La réserve, de Russell Banks

Publié le par La Muse agitée

Les années 30 aux Etats-Unis. Une classe bourgeoise, ultra privilégiée. Une famille, les Cole, côtoie le gratin new-yorkais loin de la surexcitation de la ville, dans La Réserve, espace naturel préservé et protégé des hommes, pour le seul bien de quelques-uns. En Europe, l’Espagne est à feu et à sang, les pays du vieux continent vont bientôt s’embraser. Au cours d’une soirée, le peintre mondain et un rien misanthrope Jordan Groves, coureur de jupons et aviateur experimenté, rencontre la fille des Cole, Vanessa, trentenaire à la réputation sulfureuse et à l’attitude provocante, probablement troublée par un passé dont la dureté est proportionnelle à son secret. Malgré son profond désir de "se ranger", Jordan se retrouve terriblement attiré, et pris au piège de cette relation déséquilibrée en tous sens.

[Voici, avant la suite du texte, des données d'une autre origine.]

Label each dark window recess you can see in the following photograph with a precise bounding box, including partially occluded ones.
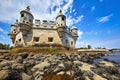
[21,14,24,17]
[65,39,68,43]
[51,26,53,28]
[19,39,21,42]
[34,37,39,42]
[71,41,73,45]
[62,17,65,21]
[29,20,32,22]
[48,37,53,42]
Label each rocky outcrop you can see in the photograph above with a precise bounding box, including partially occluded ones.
[0,53,120,80]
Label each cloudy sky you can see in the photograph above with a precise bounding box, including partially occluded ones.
[0,0,120,48]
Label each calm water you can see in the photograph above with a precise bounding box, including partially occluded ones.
[94,52,120,65]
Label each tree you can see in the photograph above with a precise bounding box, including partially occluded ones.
[88,45,92,49]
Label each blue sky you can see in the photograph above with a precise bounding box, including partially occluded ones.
[0,0,120,48]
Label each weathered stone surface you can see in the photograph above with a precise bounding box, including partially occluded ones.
[0,70,8,80]
[54,63,65,73]
[22,72,32,80]
[99,61,115,67]
[12,63,25,71]
[32,62,50,72]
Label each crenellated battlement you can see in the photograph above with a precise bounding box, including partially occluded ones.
[9,6,78,48]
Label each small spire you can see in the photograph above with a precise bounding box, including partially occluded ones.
[59,9,62,13]
[26,6,30,11]
[16,19,18,22]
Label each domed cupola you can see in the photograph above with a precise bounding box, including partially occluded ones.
[19,6,34,36]
[56,10,66,28]
[71,24,78,42]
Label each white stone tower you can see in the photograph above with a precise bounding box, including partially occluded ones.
[9,20,19,43]
[19,6,34,36]
[56,10,67,38]
[71,24,78,43]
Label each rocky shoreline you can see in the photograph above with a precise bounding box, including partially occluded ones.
[0,52,120,80]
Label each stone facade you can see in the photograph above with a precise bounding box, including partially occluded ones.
[9,6,78,48]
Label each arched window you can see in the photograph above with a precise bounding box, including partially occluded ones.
[21,13,24,17]
[62,17,65,21]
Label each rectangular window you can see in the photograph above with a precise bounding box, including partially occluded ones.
[19,39,21,42]
[21,14,24,17]
[71,41,73,45]
[34,37,39,42]
[48,37,53,42]
[65,39,68,43]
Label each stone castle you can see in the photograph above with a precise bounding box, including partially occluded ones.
[9,6,78,48]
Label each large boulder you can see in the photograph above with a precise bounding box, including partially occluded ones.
[31,62,50,72]
[98,61,115,67]
[22,72,32,80]
[53,63,65,73]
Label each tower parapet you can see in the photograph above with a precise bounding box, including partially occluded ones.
[8,20,19,43]
[71,24,78,42]
[56,10,67,38]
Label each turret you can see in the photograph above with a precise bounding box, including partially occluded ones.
[8,20,19,43]
[19,6,34,35]
[56,10,67,38]
[71,24,78,42]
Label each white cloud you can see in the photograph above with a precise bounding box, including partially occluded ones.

A l’évocation de cette Amérique gâtée autant que désespérée, profonde autant que futile, du début du 20ème siècle, on ne peut que penser à F. Scott Fitzgerald. C’est un bout de fresque que nous propose ici Russell Banks. On y plonge volontiers, on y apprécie les descriptions et les paraboles, mais on en attendait probablement plus de l’auteur de American Darling. Un roman à lire pour s’évader un peu, pas trop loin. Juste ce qu’il faut de distraction, comme un bon téléfilm.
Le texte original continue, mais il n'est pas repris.